Was ist es und wofür wird es verwendet?

Etaoester gehört zu einer Gruppe von Arzneimitteln, die als Statine bekannt sind und die Blutfette (Lipide) regulieren.

Etaoester wird angewendet, um die Blutfette zu verringern, die als Cholesterin oder Triglyceride bezeichnet werden, falls eine fettarme Ernährung und eine Umstellung des Lebensstils alleine nicht ausreichen. Wenn Sie ein erhöhtes Risiko für eine Herzkrankheit haben, kann Etaoester auch zur Verringerung des Risikos von Herzkrankheiten bei normalen Cholesterinwerten angewendet werden. Während der Behandlung muss die übliche cholesterinbewusste Ernährung fortgeführt werden.

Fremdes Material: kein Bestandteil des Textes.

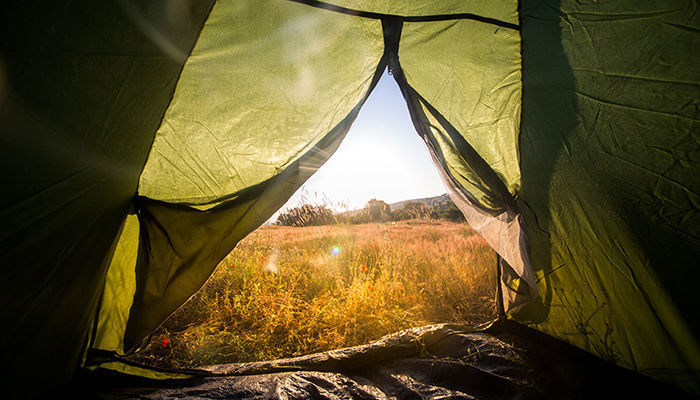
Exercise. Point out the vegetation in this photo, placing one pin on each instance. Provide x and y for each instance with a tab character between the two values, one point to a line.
288	291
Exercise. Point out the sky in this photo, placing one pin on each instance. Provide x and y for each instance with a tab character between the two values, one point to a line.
381	157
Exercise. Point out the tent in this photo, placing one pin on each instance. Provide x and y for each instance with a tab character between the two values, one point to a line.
142	140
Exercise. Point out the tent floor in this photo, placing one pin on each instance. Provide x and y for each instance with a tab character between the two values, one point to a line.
503	361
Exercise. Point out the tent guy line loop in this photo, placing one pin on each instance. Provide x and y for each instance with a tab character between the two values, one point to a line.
415	18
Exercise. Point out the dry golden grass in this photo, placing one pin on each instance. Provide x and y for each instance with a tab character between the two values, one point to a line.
288	291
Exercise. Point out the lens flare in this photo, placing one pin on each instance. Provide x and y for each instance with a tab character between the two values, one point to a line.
335	250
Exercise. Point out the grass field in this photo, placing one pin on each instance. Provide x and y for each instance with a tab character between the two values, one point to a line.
288	291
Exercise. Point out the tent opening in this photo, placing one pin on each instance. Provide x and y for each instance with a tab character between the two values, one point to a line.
370	245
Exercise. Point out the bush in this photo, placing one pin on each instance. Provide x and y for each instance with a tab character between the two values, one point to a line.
307	215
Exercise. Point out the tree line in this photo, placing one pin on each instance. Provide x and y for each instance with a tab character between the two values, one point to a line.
374	211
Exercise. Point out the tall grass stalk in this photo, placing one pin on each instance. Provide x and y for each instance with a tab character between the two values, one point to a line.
287	291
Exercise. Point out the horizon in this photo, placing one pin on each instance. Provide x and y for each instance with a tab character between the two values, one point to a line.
382	157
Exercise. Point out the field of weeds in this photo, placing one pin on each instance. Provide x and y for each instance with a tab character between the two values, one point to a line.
287	291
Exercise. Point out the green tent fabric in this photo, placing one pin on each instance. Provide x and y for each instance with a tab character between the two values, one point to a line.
141	142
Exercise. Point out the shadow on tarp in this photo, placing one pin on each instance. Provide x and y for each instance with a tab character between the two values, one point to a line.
501	360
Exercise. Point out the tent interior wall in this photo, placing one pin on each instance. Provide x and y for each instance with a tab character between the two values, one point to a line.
142	140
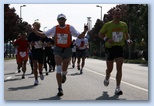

Cholesterin ist eine natürlicherweise im Körper vorhandene Substanz, die für das normale Wachstum notwendig ist. Wenn jedoch zu viel Cholesterin in Ihrem Blut vorhanden ist, kann es sich an den Wänden der Blutgefäße ablagern, die dadurch möglicherweise verstopfen. Dies ist eine der häufigsten Ursachen für Herzkrankheiten. Man weiß, dass erhöhte Cholesterinwerte das Risiko für Herzkrankheiten erhöhen. Andere Faktoren, die das Risiko für Herzkrankheiten erhöhen können, sind beispielsweise hoher Blutdruck, Diabetes mellitus, Übergewicht, Bewegungsmangel, Rauchen oder Herzkrankheiten bei Familienmitgliedern.

Was müssen Sie vor dem Gebrauch beachten?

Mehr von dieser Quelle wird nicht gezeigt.